Possible Duplicate:
Sizeof an array in the C programming language?
I have been working on this for long, but can't seem to understand why this is happening.
void fun(char []);
void fun(char a[])
{
printf("Size is %d\n",sizeof(a));
}
int main ()
{
char arr[10] = { 0 };
printf("Size is %d\n",sizeof(arr));
fun(arr);
return 0;
}
Why is the Output:
Size is 10
Size is 4
The first sizeof reports the size of a pointer, the second the size of an array.
A parameter declared with array syntax (void fun(char [])) is actually a pointer parameter. The [] is just syntactic sugar.
It's because arrays when passed in functions get decayed into pointers in functions.
sizeof in fun() returns the size of the pointer a. Read about Arrays and Pointers.
a in fun() is actually a pointer copied by value.
You should pass the size of the array with as a separate argument.

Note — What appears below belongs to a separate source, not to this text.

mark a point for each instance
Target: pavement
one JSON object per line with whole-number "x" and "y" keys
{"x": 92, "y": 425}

You should try it this way:
#include <stdio.h>
void fun(char []);
void fun(char a[], int n)
{
// printf("Size is %d\n",sizeof(arr));
printf("Size is %d\n",n);
}
int main ()
{
char arr[10] = { 0 };
const int truesize = sizeof(arr)/sizeof(arr[0]); // try to understand this statement what it does - sizeof returns size in bytes
printf("Size is %d\n",truesize);
fun(arr,truesize); // This is how you should call fun
return 0;
}
sizeof is an operator, it computes it value at compile time. sizeof(char[]) is the size of the pointer.